I probably cook dhal once a week. We all love it. It’s yummy, uncomplicated quick as anything and costs literally pence to make, especially if you buy your lentils, turmeric and cumin from Indian grocers. I always stock up over on Stapleton Road here in Bristol. Red or yellow – they’ll both do the trick.
Oh, I mustn’t forget to mention, dhal is healthy too! Provided you go easy on the oil and salt (I sometimes make a mistake with the latter as we like salty food). It’s also gluten-free and dairy-free, obviously, which is pretty important ’round these parts.
I’ve had a few conversations with people lately who’ve said they’re unsure about making dhal so I thought I’d remove the mystery around this simplest of foods and share how I bosh it together for 6-8 helpings, depending on how thin I make it. There really is no fancy foodie trick here.
What you need
1 cup of lentils (red or yellow)
1 tsp turmeric
4 cloves of garlic – crushed
sunflower or olive oil
1 tsp ground cumin
What you do
Wash and drain 1 cup of lentils. Set lentils in 2 cups of water to boil. When the water begins to simmer, mix in 1 teaspoon of turmeric and two crushed cloves of garlic. Lower the heat if the pot begins to boil over.
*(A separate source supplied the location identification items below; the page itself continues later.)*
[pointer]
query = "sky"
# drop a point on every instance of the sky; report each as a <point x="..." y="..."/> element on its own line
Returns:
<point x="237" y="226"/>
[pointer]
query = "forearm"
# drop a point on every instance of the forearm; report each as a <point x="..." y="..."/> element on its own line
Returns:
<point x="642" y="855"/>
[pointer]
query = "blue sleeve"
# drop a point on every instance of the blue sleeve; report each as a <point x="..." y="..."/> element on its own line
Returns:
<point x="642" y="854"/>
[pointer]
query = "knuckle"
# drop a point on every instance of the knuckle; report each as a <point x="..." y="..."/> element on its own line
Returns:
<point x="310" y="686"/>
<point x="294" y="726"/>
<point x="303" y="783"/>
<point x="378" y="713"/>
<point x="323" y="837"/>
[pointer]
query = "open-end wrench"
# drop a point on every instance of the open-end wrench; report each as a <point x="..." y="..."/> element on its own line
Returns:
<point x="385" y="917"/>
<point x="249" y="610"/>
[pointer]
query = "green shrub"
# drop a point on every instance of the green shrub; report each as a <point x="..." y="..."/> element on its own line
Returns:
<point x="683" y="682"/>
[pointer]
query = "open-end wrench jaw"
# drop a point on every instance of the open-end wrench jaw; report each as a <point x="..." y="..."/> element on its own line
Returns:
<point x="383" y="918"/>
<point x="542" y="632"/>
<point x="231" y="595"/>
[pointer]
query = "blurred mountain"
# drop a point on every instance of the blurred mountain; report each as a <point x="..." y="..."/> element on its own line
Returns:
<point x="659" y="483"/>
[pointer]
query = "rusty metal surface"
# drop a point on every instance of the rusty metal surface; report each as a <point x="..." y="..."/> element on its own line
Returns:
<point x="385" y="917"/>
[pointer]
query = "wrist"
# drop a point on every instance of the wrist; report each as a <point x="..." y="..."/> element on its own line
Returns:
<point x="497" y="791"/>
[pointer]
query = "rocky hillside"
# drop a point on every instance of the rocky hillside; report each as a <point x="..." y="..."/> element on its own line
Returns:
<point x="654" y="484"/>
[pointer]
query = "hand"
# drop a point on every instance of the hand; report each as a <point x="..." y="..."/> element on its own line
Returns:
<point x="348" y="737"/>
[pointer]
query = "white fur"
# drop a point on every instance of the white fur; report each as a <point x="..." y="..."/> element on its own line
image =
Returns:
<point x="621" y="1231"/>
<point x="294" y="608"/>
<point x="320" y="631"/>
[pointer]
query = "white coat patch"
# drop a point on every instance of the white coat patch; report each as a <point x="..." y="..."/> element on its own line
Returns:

Spoon off the white stuff at the top if you like but I don’t always bother if there’s not much, having rinsed the lentils beforehand. When the lentils are soft (this will take mere minutes), remove the pot from the heat. In a separate pan, fry remaining garlic in sunflower or olive oil, mixing in 1 teaspoon of ground cumin. When the garlic begins to brown, remove the pan from the heat. Pour the lentil contents into the pan and mix to combine everything. If you think your dhal is a bit thick (thinner is better, really) then just add some hot water. Add salt and black pepper to taste. Serve with rice.